Autofluorescence characterisation of isolated whole crypts and primary cultured human epithelial cells from normal, hyperplastic, and adenomatous colonic mucosa.

Background/Aims: In vivo autofluorescence endoscopic imaging and spectroscopy have been used to detect and differentiate benign (hyperplastic) and preneoplastic (adenomatous) colonic lesions. This fluorescence is composed of contributions from the epithelium, lamina propria, and submucosa. Because epithelial autofluorescence in normal and diseased tissues is poorly understood, this was the focus of the present study. Methods: Whole colonic crypts were isolated, and short term primary cultures of epithelial cells were established from biopsies of normal, hyperplastic, and adenomatous colon. Autofluorescence (488 nm excitation) was examined by confocal fluorescence microscopy. Fluorescently labelled organelle probes and transmission electron microscopy were used to identify subcellular sources of fluorescence. Results: Mitochondria and lysosomes were identified as the main intracellular fluorescent components in all cell types. Normal and hyperplastic epithelial cells were weakly autofluorescent and had similar numbers of mitochondria and lysosomes, whereas adenomatous (dysplastic) epithelial cells showed much higher autofluorescence, and numerous highly autofluorescent lysosomal (lipofuscin) granules. Conclusions: Short term primary cell cultures from endoscopic biopsies provide a novel model to understand differences in colonic tissue autofluorescence at the glandular (crypt) and cellular levels. The differences between normal, hyperplastic, and adenomatous epithelial cells are attributed in part to differences in the intrinsic numbers of mitochondria and lysosomes.

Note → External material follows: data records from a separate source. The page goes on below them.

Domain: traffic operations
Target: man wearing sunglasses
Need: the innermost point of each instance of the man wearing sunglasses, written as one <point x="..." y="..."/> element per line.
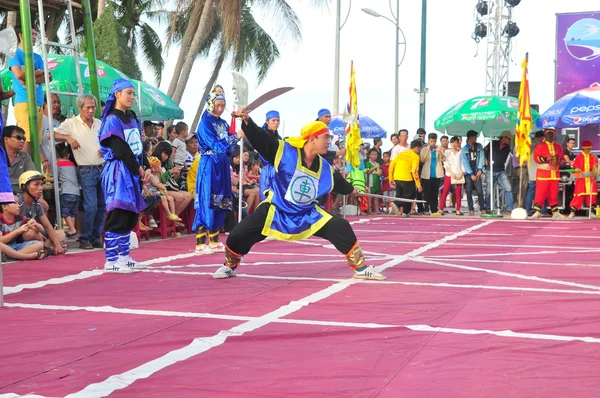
<point x="19" y="160"/>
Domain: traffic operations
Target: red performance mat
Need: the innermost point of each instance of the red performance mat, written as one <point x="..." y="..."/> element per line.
<point x="471" y="308"/>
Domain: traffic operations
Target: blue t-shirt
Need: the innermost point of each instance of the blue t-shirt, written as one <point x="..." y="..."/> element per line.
<point x="433" y="164"/>
<point x="19" y="89"/>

This suggests that the detection of colonic epithelial fluorescence alone, if possible, may be sufficient to differentiate benign (hyperplastic) from preneoplastic and neoplastic (adenomatous) colonic intramucosal lesions during in vivo fluorescence endoscopy. Furthermore, highly orange/red autofluorescent intracellular granules found only in dysplastic epithelial cells may serve as a potential biomarker.